Boris Mikhailov's Crimean Snobbism and Suzi Et Cetera



Boris Mikhailov has been presenting us with a different view of Soviet and Russian life that spans 40 years. Originally employed as an engineer he started taking pictures as a hobby in 1965. After he took a few nudes of his wife and made the mistake of developing them at work, he was fired and took up photography full time. He continued to make imagery that would be problematic to the "official" image exported from the Soviet Union.

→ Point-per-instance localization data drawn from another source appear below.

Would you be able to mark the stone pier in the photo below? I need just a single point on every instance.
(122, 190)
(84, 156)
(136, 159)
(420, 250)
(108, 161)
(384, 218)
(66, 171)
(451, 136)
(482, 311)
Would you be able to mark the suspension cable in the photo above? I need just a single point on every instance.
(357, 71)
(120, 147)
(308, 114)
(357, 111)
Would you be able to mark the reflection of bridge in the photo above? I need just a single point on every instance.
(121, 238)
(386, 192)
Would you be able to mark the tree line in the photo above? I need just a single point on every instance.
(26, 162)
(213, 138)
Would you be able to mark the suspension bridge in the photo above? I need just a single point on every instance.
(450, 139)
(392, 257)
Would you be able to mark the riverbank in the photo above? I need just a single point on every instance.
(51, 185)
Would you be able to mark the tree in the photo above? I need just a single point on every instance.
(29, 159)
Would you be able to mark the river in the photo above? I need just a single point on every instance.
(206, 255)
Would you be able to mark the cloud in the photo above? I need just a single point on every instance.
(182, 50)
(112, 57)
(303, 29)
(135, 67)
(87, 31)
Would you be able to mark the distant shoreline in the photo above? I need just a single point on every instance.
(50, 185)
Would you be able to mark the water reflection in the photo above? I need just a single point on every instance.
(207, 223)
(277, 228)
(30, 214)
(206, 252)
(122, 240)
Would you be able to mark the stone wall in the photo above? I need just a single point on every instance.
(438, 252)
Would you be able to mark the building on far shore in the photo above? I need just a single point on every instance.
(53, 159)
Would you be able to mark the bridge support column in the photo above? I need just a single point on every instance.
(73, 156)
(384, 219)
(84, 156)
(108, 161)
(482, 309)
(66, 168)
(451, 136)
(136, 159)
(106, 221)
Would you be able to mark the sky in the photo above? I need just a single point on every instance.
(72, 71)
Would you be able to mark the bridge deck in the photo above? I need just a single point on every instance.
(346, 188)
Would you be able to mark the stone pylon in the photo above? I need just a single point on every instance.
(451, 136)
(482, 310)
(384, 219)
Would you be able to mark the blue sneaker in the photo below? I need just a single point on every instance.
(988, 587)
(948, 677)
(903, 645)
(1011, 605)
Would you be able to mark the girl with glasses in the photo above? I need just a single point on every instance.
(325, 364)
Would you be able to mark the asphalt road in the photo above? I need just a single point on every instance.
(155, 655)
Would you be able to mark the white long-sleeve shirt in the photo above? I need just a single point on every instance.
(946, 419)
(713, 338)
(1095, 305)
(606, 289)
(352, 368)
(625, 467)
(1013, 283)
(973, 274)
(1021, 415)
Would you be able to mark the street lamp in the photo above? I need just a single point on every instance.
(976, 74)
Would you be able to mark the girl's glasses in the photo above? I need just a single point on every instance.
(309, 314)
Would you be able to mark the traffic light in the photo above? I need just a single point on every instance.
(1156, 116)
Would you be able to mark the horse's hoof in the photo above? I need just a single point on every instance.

He has published many books on subjects which encompass both the comedic and tragic aspects of life. And lately, books are being published on the heels of one another as if a dam has burst. Just in the past 5 months there are three new titles, Yesterday’s Sandwich (Phaidon 2006) Crimean Snobbism (Rathole 2006) and Suzi Et Cetera (Walther Konig 2007).

Suzi Et Cetera is 99 images in a paperback edition published by Walther Konig. The photographs in this odd little book were made in Mikhailov’s home town of Charkow, Ukraine in the early eighties. All described with a patina of color shifting and dusty, scratchy film.

This small book reads like a perverse fever dream of a photo album. Mikhailov gives us a glimpse of a system breaking down into a surrealist state and along the way it is unleashing a tide of sexual gluttony. He gives us photographs of nudes that look as if they fell from someone’s collection of amateur porn and they relay a mixture of excitement and shame. Soviet traditions, along with statuary of Lenin and young "pioneers,” are no longer capable of exciting pride in the young and are largely ignored except by the photographer and the elderly. The landscape and evidence of the “official” party line is slowly dissolving into history.

Added to all of this is the familiar wink and nod of Mikhailov’s artistic self consciousness.

Book Available Here



Crimean Snobbism is a little more elegant than Suzi Et Cetera. Published by Rathole in Japan, this small hardcover book is full of sepia toned images of Mikhailov and friends at the Crimean beach in the summer of 1982. It is nicely designed (complete with a dustjacket of textured paper) and doesn’t feel disposable like Suzi Et Cetera.

This work has a similar feel to the Salt Lake work published by Steidl in 2002. Mikhailov presents us with what seems to be an afternoon at the beach. He and his friends lounge in the sun and relax and then the afternoon digresses into self conscious “art making.” They mock their surroundings by striking poses next to shrubbery and mock their relationships by acting as if they fell from movie screens. The photography has the casualness that we associate with his past work. Because of that casualness (and the sepia tone), we have the sense of this serving as memory, literally in the head, rather than strictly as photographs.

I enjoy this book but I may be at a loss as to explain why I like it so much. Perhaps it is the light tone and the sense of the fun that is being had. The subtext is that they are separate from their surroundings and the people who use that same beach for their relaxation. They are being snobs in their play making. They are also making fun of themselves. They are free and unafraid of looking ridiculous.
Perhaps that was something necessary for Soviets in 1982.